For years now, audiences at venture capital conferences have sat there while Limited Partner panelists have advised that Canadian venture capital returns “suck”. There was a time when I bothered to engage on this, pointing out in the Q+A periods that on a relative basis, that wasn’t actually true. And you’ve read here about the facts of venture’s outperformance over many investment horizons (see prior post “VC returns trump all” June 2-09). And even if the point was accepted, investors would always say the results were for U.S. Venture Capital firms, and that their Canadian brethren performed much worse.
Well, those days are over should Thomson Financial’s new figures get any traction. According to Thomson, the 5 year gross performance results for 64 Canadian Captive / Evergreen and Retail funds were positive, and according to MyYahoo!, exceeded the Dow Jones:
Canadian Captive / Evergreen and Retail funds: 3yr (-0.1), 5yr (+1.5)

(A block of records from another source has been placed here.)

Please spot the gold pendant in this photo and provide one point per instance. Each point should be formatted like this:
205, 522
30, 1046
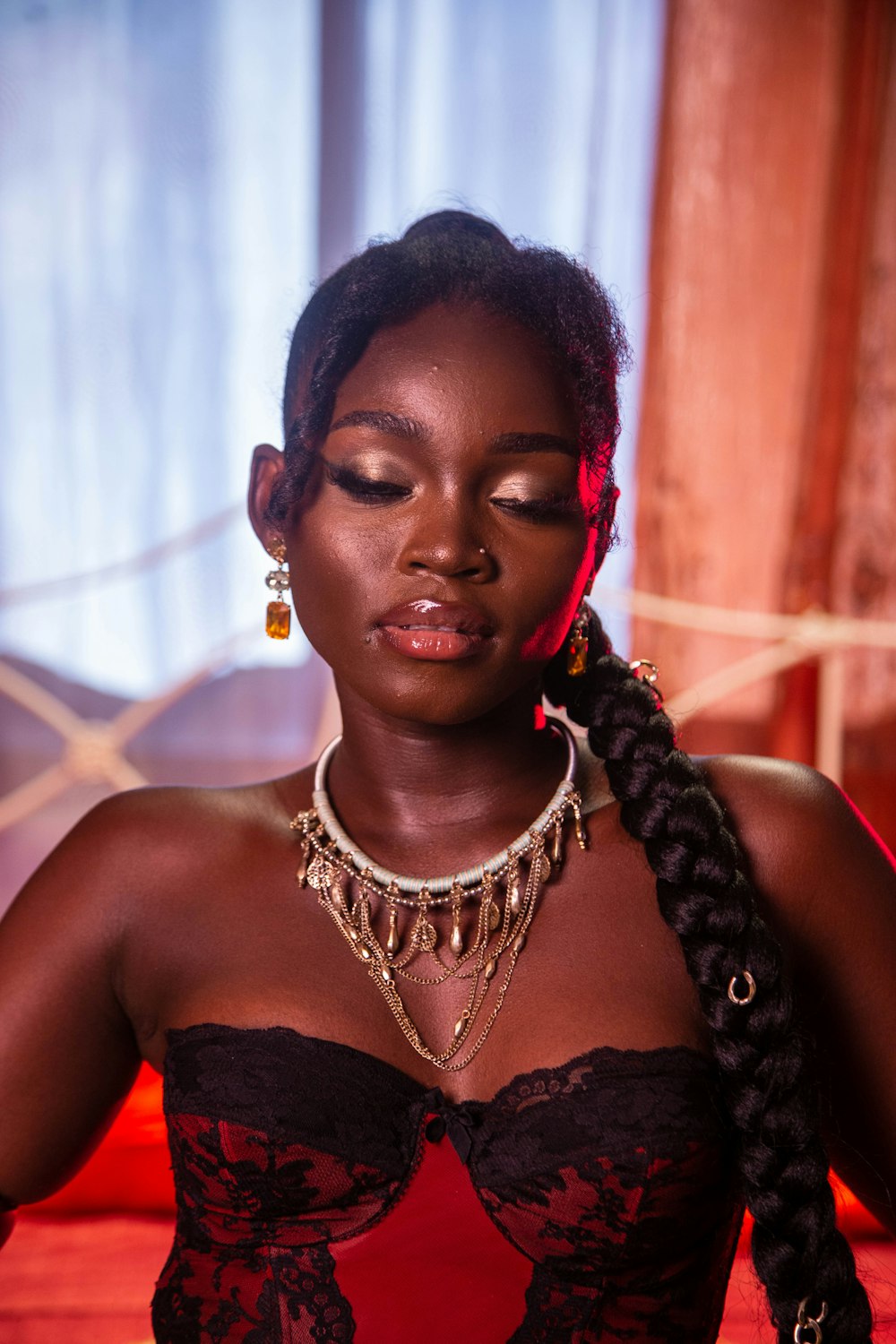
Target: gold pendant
392, 941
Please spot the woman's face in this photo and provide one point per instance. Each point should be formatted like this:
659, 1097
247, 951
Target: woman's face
446, 534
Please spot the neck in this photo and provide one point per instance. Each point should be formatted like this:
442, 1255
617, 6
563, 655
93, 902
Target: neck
466, 784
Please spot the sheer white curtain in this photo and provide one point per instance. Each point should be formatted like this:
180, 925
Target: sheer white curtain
172, 180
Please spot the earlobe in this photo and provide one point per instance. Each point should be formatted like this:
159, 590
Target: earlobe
268, 464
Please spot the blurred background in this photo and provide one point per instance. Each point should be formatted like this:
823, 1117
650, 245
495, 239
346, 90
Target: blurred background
175, 177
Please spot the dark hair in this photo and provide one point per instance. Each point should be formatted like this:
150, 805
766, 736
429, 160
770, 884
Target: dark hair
454, 257
665, 803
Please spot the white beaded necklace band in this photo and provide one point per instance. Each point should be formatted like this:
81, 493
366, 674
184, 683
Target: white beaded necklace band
449, 882
365, 900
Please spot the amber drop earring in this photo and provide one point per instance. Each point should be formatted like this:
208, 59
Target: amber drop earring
578, 645
279, 612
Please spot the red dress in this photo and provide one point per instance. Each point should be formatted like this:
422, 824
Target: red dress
325, 1195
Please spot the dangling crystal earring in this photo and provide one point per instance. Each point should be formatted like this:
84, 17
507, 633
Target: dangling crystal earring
578, 645
279, 613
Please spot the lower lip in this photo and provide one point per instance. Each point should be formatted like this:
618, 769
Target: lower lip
432, 645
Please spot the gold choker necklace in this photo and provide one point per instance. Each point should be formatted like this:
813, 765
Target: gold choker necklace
357, 892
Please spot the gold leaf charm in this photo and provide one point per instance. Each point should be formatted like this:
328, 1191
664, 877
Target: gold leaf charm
392, 941
317, 873
301, 873
455, 941
425, 935
513, 890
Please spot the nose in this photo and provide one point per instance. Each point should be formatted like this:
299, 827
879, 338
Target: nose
445, 540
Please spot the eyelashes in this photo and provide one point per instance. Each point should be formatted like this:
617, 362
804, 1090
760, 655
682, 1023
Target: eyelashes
368, 491
363, 487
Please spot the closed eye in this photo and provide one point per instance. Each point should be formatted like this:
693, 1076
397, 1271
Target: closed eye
541, 508
363, 487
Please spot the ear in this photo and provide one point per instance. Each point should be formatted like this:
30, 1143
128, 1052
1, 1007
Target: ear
268, 462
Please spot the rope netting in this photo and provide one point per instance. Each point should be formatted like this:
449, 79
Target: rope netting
94, 750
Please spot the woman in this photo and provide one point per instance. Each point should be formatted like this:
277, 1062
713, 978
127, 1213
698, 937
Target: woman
525, 1101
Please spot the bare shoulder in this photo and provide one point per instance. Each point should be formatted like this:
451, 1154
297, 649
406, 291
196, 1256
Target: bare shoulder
817, 863
148, 839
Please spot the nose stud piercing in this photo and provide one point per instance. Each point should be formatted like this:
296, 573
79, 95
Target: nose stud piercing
279, 612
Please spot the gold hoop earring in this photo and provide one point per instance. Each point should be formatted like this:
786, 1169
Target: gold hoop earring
279, 613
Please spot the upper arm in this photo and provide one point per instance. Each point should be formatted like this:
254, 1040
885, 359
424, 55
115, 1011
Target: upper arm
828, 887
67, 1053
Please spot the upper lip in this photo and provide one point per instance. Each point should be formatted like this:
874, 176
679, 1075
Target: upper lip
438, 616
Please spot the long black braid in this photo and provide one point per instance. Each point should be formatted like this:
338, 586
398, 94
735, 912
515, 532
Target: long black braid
665, 803
707, 900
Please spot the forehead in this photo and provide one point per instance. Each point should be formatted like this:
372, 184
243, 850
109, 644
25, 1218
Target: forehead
466, 362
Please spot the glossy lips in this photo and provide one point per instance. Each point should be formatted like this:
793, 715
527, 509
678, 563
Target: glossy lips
437, 632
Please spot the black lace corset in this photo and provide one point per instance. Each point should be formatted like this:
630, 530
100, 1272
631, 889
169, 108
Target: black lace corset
607, 1179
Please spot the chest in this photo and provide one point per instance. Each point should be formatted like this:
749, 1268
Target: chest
252, 948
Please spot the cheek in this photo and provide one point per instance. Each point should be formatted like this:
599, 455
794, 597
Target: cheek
556, 610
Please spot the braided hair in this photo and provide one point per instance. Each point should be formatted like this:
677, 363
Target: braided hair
702, 892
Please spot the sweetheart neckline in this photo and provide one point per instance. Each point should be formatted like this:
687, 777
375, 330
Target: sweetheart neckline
694, 1058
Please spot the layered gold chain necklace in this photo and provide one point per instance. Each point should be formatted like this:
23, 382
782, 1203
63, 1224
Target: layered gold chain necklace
358, 894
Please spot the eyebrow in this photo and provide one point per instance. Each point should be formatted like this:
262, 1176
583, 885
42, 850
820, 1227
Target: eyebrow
402, 426
517, 443
398, 426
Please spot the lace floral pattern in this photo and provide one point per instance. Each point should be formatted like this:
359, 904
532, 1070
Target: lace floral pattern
610, 1175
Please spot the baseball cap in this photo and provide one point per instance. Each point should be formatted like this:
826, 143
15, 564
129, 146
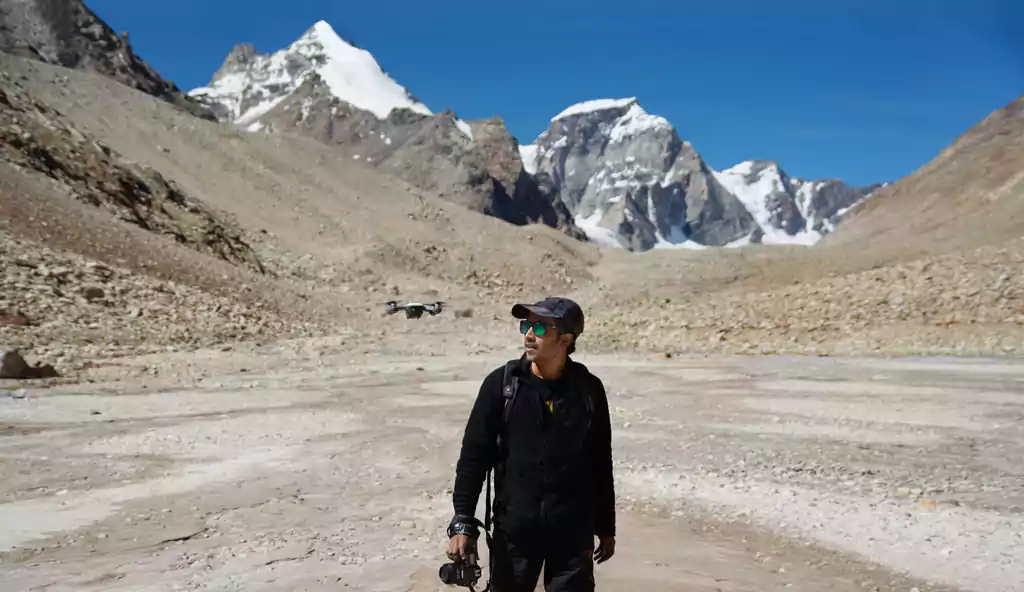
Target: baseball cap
562, 308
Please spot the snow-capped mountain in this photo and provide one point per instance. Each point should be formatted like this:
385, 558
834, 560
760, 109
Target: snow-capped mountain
249, 84
788, 210
324, 87
631, 181
604, 169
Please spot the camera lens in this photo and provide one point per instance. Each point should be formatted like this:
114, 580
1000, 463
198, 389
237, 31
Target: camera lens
446, 574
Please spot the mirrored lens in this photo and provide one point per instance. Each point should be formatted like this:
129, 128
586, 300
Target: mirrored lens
539, 328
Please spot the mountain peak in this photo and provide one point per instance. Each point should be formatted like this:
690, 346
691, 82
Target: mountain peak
595, 106
252, 84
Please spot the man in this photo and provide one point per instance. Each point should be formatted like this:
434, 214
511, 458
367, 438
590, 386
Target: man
551, 454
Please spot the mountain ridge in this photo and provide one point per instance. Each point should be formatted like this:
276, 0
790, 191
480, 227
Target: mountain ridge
251, 90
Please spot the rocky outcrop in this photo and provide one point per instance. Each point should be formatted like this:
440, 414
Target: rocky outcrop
67, 33
324, 87
36, 137
78, 309
970, 195
790, 210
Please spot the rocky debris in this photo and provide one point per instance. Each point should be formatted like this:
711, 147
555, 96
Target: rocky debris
13, 366
969, 303
69, 34
84, 310
35, 136
969, 196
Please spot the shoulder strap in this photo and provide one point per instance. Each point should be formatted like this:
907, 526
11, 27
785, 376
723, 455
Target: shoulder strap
510, 385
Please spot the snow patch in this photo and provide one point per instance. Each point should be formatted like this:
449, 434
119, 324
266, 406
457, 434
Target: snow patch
595, 233
464, 127
351, 75
529, 155
635, 122
596, 104
754, 196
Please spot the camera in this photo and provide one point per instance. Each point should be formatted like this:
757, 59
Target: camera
464, 574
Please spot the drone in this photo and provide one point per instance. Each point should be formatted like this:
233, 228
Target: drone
415, 309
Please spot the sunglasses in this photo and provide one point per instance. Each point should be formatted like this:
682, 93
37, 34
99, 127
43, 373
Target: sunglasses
539, 327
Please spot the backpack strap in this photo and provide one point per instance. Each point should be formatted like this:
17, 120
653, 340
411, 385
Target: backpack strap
510, 386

Dow Jones 30: 3yr (-27.4%), 5yr (-1.02%)
The S+P 500 performed even worse than the Dow. Even with a losing three year figure, the Pooled Average for VC (Cumulative-since-inception Net Returns) was +2.2% while the top quartile earned 5.4%. The CVCA hasn’t yet released the current figures for the Private Independent funds, but since retail venture capital was so maligned — and they’d make up the lion’s share of the 64 funds that contributed data to this exercise — the argument should only get stronger.
The next time someone that a podium and pronounces how bad Canadian VC returns have been, and Labour Funds in particular, remind them that the public markets have generated far worse figures, and no one is trying to euthanize the mutual fund industry.